Monday, November 1st, 2010

Back off the wagon again, kids. Sorry about that. I’m afraid the extreme downside of living a highly boring life is that I have almost nothing to tell you…so I don’t. I’m not sure what the upside is, but when I figure that out, you’ll be the first to know.

At any rate, I’m kind of interested in finding an old Silvertone, Kay, or Hagstrom electric guitar – the budget guitars from the 60s – on the cheap. There are a relative abundance of them out there, it’s just that I’ve never seen them cheap. Thus, I figured (hoped) that from my location here in South Central Pennsylvania (somewhere between Gettsyburg and Harrisburg, specifically), that this might be doable. I’ve seen that “American Pickers” show: you have to go rural to get a bargain on a treasure.

The issue, it seems, is that I may have gone too rural.

It’s kind of like that scene in Tropic Thunder when Robert Downey Jr. warns Ben Stiller that he went too far. “Everyone knows you don’t go full retard.”

I clearly went too rural.  I went to a local flea market, and it was full retard. It was like 50 people woke up that morning and said to themselves, “I feel like hosting a really shitty garage sale full of utterly worthless crap!” However, instead of confining the sale of their junk to their own neck of the woods, they chose to load up their claptrap refuse, drive it across town, and pay ten dollars to proudly display it alongside like-minded optimists of the same ilk.

But don’t just take my word for it: take a gander for yourself.

Horrible taxidermy kitsch

What craftsmanship! Not all taxidermists are thoughtful enough to include both the feet AND a mirror.

Ceramic beer steins

Every day can be Oktoberfest!

Rock stars you never heard of

Classic album. The Beatles, Frank Sinatra, Spanky: it just doesn't get much better than this.

Ridiculous bedspreads

You can actually buy these blankets in any town with a large enough white trash population, but they never cease to bowl me over with their hideousness.

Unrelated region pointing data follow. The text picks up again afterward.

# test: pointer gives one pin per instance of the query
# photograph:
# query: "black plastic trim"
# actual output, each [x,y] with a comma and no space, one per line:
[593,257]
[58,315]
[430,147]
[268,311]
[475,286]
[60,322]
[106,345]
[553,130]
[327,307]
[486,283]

Depression glass makes me depressed

Someone robbed my grandma's tomb!!!

Beautiful woman driving

On my way there: hopes soon to be dashed.

Old cell phones for sale

I was too young and too poor to afford a cell phone when they first came out, but it's good to know that I can still get my hands on one - or seventeen - of those babies.

Taxidermied ferret

Without a doubt, the highlight of the flea market. To quote my friend Rob, "Is that a weasel in an aquarium, or are you just happy to see me?"

William's Grove Amusement Park roller coaster

The flea market is held on the grounds of an old, now defunct and otherwise abandoned amusement park. When I was a little girl, the Catholic school used to take us there one day a year: even then it totally sucked. You know it's bad if a seven-year old kid knows it's bad.

Holographic "art"

This isn't just awesome art: it's HOLOGRAPHIC awesome art.

Chucky doll in box

The problem with this doll is the horrible, mean face it's making. I might have bought it except the evil grimace makes me wonder if it might come to life and try to kill me.

flea market guitars

Martin guitars are made in the area, but do you think that made a damn bit of difference? In accordance with their surroundings, the two available instruments were complete and total crap. But of course.